Seit mehr als einem Jahrzehnt stehlen sich Gladbacher und Kölner Anhänger gegenseitig Banner, und weil der Verlust solch eines Transparents gemäß dem Ultra-Kodex umgehend zur Selbstauflösung der betroffenen Gruppierung führt, gibt es die Boyz nicht mehr. Aber das Bedürfnis nach Rache ist geblieben. Erst im Herbst, als die Ultras den Spielen aufgrund der damals geltenden Test- und Impfregeln noch fernblieben, tauchte eine Gruppe Kölner im Vorfeld des Hinspiels in Mönchengladbach auf und wurde von der Polizei gestoppt. Was am Samstag passieren wird, ist unklar, aber Carsten Blecher vom Kölner Fanprojekt sagt: „Vielleicht ist es ein bisschen ungünstig, dass dieses Spiel gerade jetzt kommt: Wo alle eigentlich voller Euphorie ins Stadion gehen, trifft man auf den Erzfeind.“ Genau wie viele andere wünscht Blecher sich eigentlich, dass die gute Stimmung der vergangenen Wochen möglichst lange ungetrübt bleibt.

Denn eigentlich ist der Moment sehr schön für die aktiven Anhänger. Die meisten Fanszenen sind besser durch die Pandemie gekommen als zwischendurch befürchtet, nachdem während der Lockdowns immer wieder zu hören war, dass Teile der Anhängerschaft verloren gehen könnten. „Man darf nicht vergessen, welche Enttäuschungen die Fans in den zwei Jahren erlebt haben“, sagt Beitzel von der KOS. Es gab die Debatte über die Super League für separatistische Großklubs, Empörung über die fortgesetzte Bundesligasaison, während Schulen geschlossen blieben, und so weiter. „Viele empfanden es als sehr unsympathisch, wie der Fußball sich in dieser Zeit präsentiert hat“, berichtet Carsten Blecher.
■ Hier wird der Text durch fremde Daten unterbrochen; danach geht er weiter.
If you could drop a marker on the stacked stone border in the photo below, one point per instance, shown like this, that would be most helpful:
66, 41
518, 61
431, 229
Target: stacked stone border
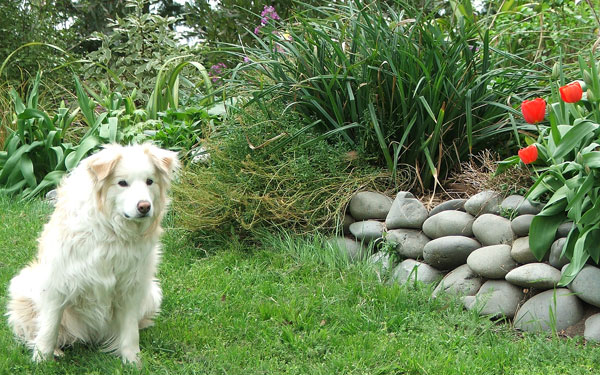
472, 249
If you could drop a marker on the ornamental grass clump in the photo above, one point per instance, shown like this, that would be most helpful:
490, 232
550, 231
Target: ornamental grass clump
566, 167
385, 76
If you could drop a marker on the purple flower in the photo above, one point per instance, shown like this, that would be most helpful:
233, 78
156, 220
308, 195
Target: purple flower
216, 71
267, 14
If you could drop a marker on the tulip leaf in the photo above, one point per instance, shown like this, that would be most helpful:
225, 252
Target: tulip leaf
542, 232
591, 159
572, 138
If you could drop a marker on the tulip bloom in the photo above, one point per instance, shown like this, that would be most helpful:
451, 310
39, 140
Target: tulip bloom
533, 110
528, 154
571, 93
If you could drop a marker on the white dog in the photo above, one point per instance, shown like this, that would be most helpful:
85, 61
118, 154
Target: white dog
94, 277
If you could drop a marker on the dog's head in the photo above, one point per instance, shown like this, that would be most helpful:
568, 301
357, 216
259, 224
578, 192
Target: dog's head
131, 182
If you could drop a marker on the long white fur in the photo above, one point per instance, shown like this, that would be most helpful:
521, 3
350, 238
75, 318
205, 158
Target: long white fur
94, 276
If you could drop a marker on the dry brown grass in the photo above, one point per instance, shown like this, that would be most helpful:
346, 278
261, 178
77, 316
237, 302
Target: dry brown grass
477, 175
208, 198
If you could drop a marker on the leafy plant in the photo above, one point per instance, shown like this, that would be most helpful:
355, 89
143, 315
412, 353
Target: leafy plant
568, 168
134, 49
405, 85
35, 155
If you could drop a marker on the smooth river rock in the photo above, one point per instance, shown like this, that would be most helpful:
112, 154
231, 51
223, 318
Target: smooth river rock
521, 252
461, 281
492, 229
449, 223
411, 270
346, 221
367, 230
453, 204
485, 202
556, 308
409, 242
554, 258
369, 205
406, 213
586, 285
534, 275
520, 225
492, 262
445, 253
348, 248
521, 205
495, 297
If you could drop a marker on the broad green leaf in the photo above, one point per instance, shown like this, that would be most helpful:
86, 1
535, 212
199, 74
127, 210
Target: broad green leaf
50, 180
83, 148
573, 137
26, 167
591, 159
542, 233
578, 260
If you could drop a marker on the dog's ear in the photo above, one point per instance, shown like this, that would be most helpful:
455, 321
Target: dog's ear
102, 164
165, 161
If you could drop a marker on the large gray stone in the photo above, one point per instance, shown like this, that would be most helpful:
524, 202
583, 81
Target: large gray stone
553, 309
521, 252
346, 221
461, 281
348, 248
496, 298
555, 259
592, 328
520, 225
406, 213
485, 202
367, 230
449, 252
586, 285
411, 270
564, 229
521, 205
369, 205
449, 223
534, 275
492, 262
453, 204
492, 229
409, 242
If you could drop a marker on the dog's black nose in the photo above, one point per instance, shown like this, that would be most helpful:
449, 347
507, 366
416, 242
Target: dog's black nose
144, 207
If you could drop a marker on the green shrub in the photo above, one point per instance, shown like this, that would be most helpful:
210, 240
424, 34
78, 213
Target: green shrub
408, 86
250, 183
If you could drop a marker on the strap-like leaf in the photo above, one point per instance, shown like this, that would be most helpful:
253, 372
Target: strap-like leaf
575, 135
542, 233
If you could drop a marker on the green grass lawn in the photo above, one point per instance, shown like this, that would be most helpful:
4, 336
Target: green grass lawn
288, 306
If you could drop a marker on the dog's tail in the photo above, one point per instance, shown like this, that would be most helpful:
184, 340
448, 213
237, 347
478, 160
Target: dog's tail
21, 310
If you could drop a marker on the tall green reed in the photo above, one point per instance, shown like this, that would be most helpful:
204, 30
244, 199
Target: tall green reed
407, 86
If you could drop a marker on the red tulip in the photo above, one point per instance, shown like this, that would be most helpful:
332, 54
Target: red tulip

Viele Ultras seien zerrissener denn je: Einerseits sehen sie den Profibetrieb „noch kritischer als vorher schon“, zugleich sei aber „die Liebe zum Fußball und zu den Vereinen und zur Ultrakultur so groß, dass sie jetzt doch wiederkommen“. Der Gladbacher Fanfunktionär Thomas Ludwig beschreibt die „Vollbremsung“ der Pandemie als „kalten Entzug“, in dessen Verlauf er „vieles hinterfragt“ habe. „Irgendwann war die Sinnfrage aber dann geklärt, und dann wurde zumindest mir klar: Die Sehnsucht nach dem Stadion ist noch da.“

Allerdings differenziert Ludwig inzwischen ganz klar zwischen „zwei Welten“: Da sei einerseits der „Mikrokosmos Borussia“, mit dem er sich weiterhin voll identifiziere, während er „die andere Welt mit UEFA, mit FIFA, Qatar ohne jede Leidenschaft und Emotion nur noch zur Kenntnis“ nehme. Das Derby gegen den FC gehört selbstverständlich zu jenem Teil des Fußballs, den Ludwig weiterhin liebt, auch wenn er sich gewünscht hätte, dass die Ruhe der Pandemie das schwierige Verhältnis der beiden Klubs etwas entspannt. „Unser Ansatz aus dem FPMG Supporters Club ist es, die Rivalität gewaltfrei zu leben. Sich gegenseitig die Zaunfahnen zu klauen hat dies in der jüngsten Vergangenheit nicht einfacher gemacht“, sagt er.